Guru, Beban Negara Oleh: Masduki Duryat *)

Indramayu, Suarajurnalis – Jika pernyataan Menteri Keuangan Sri Mulyani benar, “bahwa guru, menjadi beban negara”, karena Kementerian Keuangan (Kemenkeu) membantah narasi dalam sebuah video yang menggambarkan Menteri Keuangan Sri Mulyani Indrawati menyebut guru sebagai beban negara, sangat tidak elok.

Pernyataan itu ramai dikutip bahkan trending di berbagai platform media sosial. Terkait ramainya perbincangan tersebut, Kepala Biro Komunikasi dan Layanan Informasi Kemenkeu Deni Surjantoro mengemukakan bahwa Menteri Keuangan tidak pernah menyatakan bahwa Guru adalah beban negara.
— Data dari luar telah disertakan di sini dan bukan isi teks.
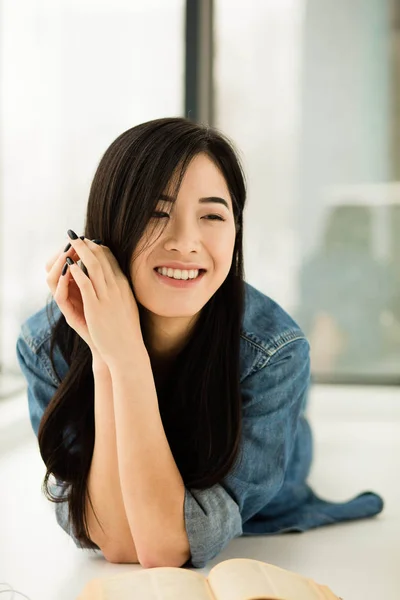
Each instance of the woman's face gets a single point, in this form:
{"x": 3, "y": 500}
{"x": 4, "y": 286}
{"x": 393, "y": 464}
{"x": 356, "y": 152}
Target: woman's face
{"x": 194, "y": 233}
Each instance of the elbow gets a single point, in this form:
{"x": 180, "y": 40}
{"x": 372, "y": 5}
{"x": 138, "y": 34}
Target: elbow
{"x": 170, "y": 560}
{"x": 120, "y": 556}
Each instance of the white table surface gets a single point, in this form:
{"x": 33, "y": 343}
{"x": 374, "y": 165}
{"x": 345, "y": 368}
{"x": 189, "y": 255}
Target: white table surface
{"x": 357, "y": 448}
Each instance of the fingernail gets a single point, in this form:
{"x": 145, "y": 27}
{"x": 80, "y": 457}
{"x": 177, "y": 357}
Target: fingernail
{"x": 68, "y": 246}
{"x": 72, "y": 234}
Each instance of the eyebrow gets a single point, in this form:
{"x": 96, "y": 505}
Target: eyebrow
{"x": 208, "y": 199}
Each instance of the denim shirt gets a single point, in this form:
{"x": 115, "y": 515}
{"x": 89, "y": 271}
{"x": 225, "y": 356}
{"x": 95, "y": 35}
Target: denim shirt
{"x": 266, "y": 492}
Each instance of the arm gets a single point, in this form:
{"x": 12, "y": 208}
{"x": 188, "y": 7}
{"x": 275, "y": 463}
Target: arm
{"x": 273, "y": 398}
{"x": 115, "y": 539}
{"x": 151, "y": 484}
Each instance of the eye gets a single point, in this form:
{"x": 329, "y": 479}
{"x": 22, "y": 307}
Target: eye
{"x": 160, "y": 215}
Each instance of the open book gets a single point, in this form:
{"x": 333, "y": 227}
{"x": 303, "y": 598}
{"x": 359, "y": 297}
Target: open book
{"x": 234, "y": 579}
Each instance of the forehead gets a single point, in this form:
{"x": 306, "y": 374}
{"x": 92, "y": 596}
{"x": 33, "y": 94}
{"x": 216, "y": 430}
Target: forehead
{"x": 203, "y": 178}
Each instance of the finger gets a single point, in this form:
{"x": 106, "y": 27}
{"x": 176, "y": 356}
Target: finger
{"x": 66, "y": 250}
{"x": 70, "y": 252}
{"x": 55, "y": 271}
{"x": 97, "y": 263}
{"x": 61, "y": 297}
{"x": 85, "y": 285}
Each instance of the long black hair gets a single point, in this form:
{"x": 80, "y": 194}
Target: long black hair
{"x": 201, "y": 404}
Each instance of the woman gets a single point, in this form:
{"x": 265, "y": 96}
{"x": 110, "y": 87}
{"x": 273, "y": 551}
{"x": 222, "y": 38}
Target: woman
{"x": 170, "y": 413}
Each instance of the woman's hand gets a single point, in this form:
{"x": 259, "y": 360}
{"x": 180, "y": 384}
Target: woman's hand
{"x": 108, "y": 315}
{"x": 67, "y": 294}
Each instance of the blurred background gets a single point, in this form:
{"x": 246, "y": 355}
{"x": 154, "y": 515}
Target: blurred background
{"x": 307, "y": 89}
{"x": 309, "y": 92}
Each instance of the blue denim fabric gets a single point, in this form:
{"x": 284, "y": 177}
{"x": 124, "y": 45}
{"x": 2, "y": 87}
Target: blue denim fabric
{"x": 266, "y": 492}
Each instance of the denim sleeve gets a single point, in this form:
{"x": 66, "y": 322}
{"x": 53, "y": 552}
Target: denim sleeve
{"x": 41, "y": 389}
{"x": 273, "y": 399}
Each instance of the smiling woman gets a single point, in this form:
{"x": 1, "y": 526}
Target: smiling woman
{"x": 162, "y": 403}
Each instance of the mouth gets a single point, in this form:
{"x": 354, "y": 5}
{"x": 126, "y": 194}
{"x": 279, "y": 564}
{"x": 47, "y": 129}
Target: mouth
{"x": 180, "y": 283}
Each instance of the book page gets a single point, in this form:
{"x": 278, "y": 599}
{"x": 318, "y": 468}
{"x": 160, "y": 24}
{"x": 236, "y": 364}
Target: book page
{"x": 247, "y": 579}
{"x": 159, "y": 583}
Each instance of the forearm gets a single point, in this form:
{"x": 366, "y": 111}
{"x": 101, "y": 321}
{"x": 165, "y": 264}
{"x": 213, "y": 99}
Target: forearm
{"x": 114, "y": 536}
{"x": 151, "y": 484}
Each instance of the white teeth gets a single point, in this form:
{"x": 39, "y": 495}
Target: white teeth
{"x": 178, "y": 273}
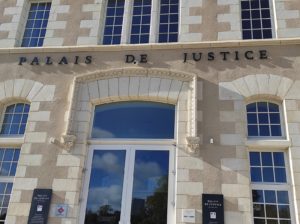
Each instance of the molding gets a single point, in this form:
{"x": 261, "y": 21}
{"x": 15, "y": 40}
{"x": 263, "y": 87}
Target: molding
{"x": 11, "y": 141}
{"x": 268, "y": 143}
{"x": 156, "y": 46}
{"x": 193, "y": 143}
{"x": 66, "y": 142}
{"x": 126, "y": 72}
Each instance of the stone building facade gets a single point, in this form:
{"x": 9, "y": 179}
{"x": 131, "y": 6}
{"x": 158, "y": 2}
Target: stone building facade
{"x": 211, "y": 76}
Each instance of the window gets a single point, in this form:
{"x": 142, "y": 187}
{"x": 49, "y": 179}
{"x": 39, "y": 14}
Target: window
{"x": 8, "y": 159}
{"x": 138, "y": 26}
{"x": 131, "y": 183}
{"x": 256, "y": 19}
{"x": 270, "y": 191}
{"x": 35, "y": 29}
{"x": 15, "y": 119}
{"x": 113, "y": 22}
{"x": 141, "y": 16}
{"x": 168, "y": 26}
{"x": 263, "y": 119}
{"x": 146, "y": 120}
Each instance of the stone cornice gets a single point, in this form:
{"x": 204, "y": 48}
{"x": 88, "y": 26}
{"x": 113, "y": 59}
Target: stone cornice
{"x": 125, "y": 72}
{"x": 156, "y": 46}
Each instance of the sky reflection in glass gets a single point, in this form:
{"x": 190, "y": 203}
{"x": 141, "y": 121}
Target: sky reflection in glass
{"x": 150, "y": 187}
{"x": 105, "y": 188}
{"x": 146, "y": 120}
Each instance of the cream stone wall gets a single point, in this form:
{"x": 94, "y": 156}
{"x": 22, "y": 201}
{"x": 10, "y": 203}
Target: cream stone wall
{"x": 210, "y": 99}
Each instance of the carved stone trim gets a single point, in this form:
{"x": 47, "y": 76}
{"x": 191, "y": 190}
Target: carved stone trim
{"x": 66, "y": 142}
{"x": 114, "y": 73}
{"x": 193, "y": 143}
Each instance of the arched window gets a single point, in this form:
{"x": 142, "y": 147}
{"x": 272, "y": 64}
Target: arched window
{"x": 129, "y": 182}
{"x": 264, "y": 119}
{"x": 15, "y": 119}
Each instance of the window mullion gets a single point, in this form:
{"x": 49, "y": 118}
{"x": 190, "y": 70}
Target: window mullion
{"x": 128, "y": 186}
{"x": 126, "y": 26}
{"x": 154, "y": 22}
Potongan video yang menampilkan seolah-olah Menteri Keuangan Sri Mulyani menyatakan guru adalah beban negara itu hoax, hasil deepfake dan potongan tidak utuh dari pidato Menkeu dalam Forum Konvensi Sains, Teknologi, dan Industri Indonesia di ITB pada 7 Agustus lalu.

Sekali lagi, jika pernyataan ini benar. Menganggap guru sebagai beban negara adalah tindakan yang tidak adil dan merendahkan peran mereka dan sangat jahat.

Gaji guru dan dosen disebut sebagai “beban negara.” Sebuah frasa yang dingin, teknokratis, dan jauh dari semangat memuliakan pendidik. Pernyataan ini bukan sekadar soal fiskal, melainkan soal cara pandang: melihat guru bukan sebagai investasi jangka panjang, melainkan sekadar angka dalam tabel anggaran.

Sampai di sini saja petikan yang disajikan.